Por exemplo, Roma, cidade aberta (1945), o filme de Rossellini
considerado o protótipo da nova tendência, recorre à interpretação
de profissionais de consumada experiência como Anna Magnani e Aldo
Fabrizi; além disso, ele não recusa os efeitos de acentuação dramática
obtidos através de um uso da montagem não distante da chamada
decupagem clássica; quanto a preconceitos ideológicos, as vivências
paralelas e entrelaçadas de um intelectual comunista e de um padre católico
buscam incessantemente o efeito de envolvimento humanista: o filme
termina com um grupo de crianças que, depois de ter assistido à execução
de Dom Pietro (Fabrizi), se dirige para a cidade, enquanto a câmera
enquadra uma paisagem urbana nitidamente dominada pela cúpula de São
Pedro.
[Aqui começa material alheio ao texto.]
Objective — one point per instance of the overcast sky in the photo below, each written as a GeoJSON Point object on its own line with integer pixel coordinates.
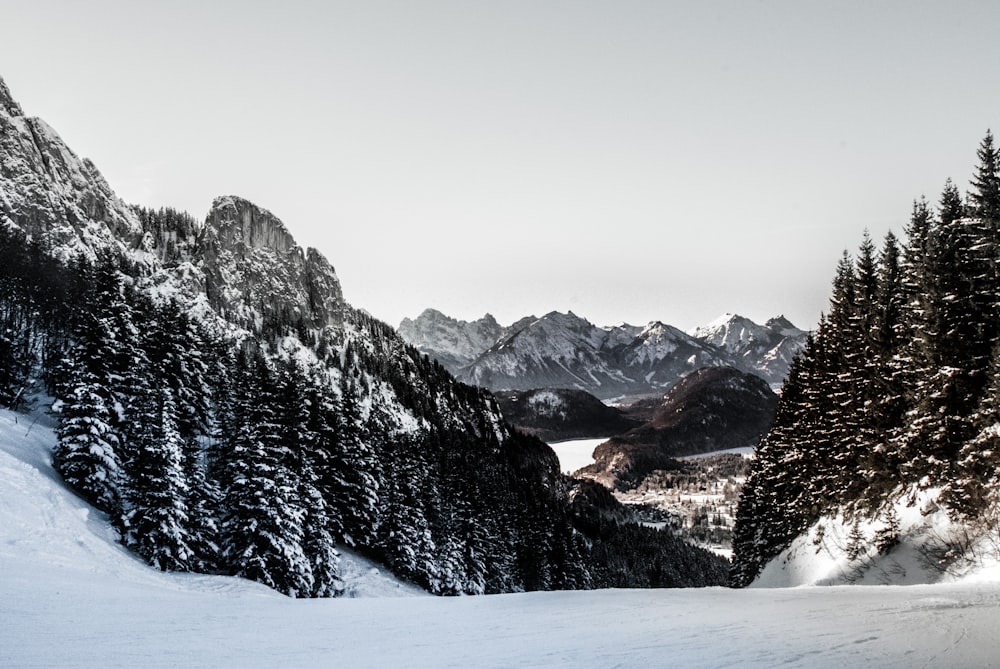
{"type": "Point", "coordinates": [628, 161]}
E,
contudo, o impacto produzido por Roma, cidade aberta e,
principalmente Paisà (1947), de Rossellini, Vítimas da
tormenta (1946) e Ladrões de bicicleta (1948), de De Sica, e
por todos aqueles filmes (de De Santis, Zampa, Lattuada) que, de várias
maneiras, contribuíram para propagar pelo mundo a imagem da Itália que
saía do fascismo com as lacerações da guerra, da ocupação alemã,
de um atraso endêmico, foi enorme. Aquela que foi imediatamente chamada
de "escola italiana" tornou-se um ponto de referência obrigatório
para definir os novos rumos da estética do filme, como no passado
tinham feito a "escola soviética" dos anos 20 ou o
expressionismo alemão ou o "realismo poético" do cinema
francês entre as duas guerras. Para
documentar-nos sobre o espírito com o qual foi acolhida fora da Itália
a nova experiência do cinema italiano, permanece até hoje como o
melhor texto "Le réalisme cinémato graphique et l’école
italienne de la Libération”, publicado pelo crítico e teórico
francês André Bazin em 1948, na revista Esprit (in Bazin,
1958-62, 275-303). Bazin
não foi somente um grande apreciador no neo-realismo; seu método de análise
do filme e sua teoria estética, para cuja formação contribuíram
grandemente os filmes neo-realistas italianos juntamente com as obras de
William Wyler e Orson Welles, influenciaram o nascimento da nouvelle
vague e o desenvolvimento do cinema moderno. No ensaio dedicado ao
neo-realismo, Bazin se detém a analisar sobretudo a técnica narrativa,
procurando definir a relação da câmera (tipo de enquadramento e de
cortes entre os planos, movimentos de câmera, com os fatos narrados, o
ambiente, os objetos. Servindo-se de comparações com a técnica dos
romancistas americanos como Faulkner, Hemingway, Dos Passos ou de um
pintor como Matisse, Bazin trata de demonstrar que a câmera tornou-se
uma coisa só entre o olho e a mão que a conduzem: dessa forma, a narração,
que nasce de uma necessidade "biológica" antes de ser
"dramática", germina e cresce com a veracidade e a liberdade
da vida (Bazin, 1958-62, 292). É
sobretudo num filme como Paisà (1946), de Robert Rossellini, que
Bazin vê realizar-se a mutação que diz respeito às próprias
modalidades de construção da narrativa cinematográfica. A
unidade da narração cinematográfica em Paisà não é o plano,
ponto de vista abstrato sobre a realidade que se analisa, mas o
"fato". Fragmento de realidade bruta, múltiplo e equívoco em
si mesmo, cujo "sentido" aparece só a posteriori graças a
outros fatos entre os quais o espírito estabelece relações. Sem dúvida,
o diretor escolheu bem entre estes "fatos", mas respeitando a
sua integridade de "fato" ( Bazin, 1958-62, 299). Naturalmente
se trata de uma interpretação parcial do neo-realismo e, se bem que
centrada principalmente em Rossellini, permanece como uma das mais
sugestivas, porque lança uma ponte entre a experiência neo-realista e
as experiências mais avançadas do cinema moderno, freqüentemente pré-figuradas
e antecipadas pelo trabalho crítico e teórico de Bazin. Mais
complexo se torna o problema se olharmos o fenômeno neo-realista mais
de perto, em suas implicações políticas, ideológicas e culturais e
em relação com a situação vivida pelo cinema italiano antes da queda
do fascismo. Antes
de mais nada, o neo-realismo não é todo o cinema italiano do segundo pós-guerra.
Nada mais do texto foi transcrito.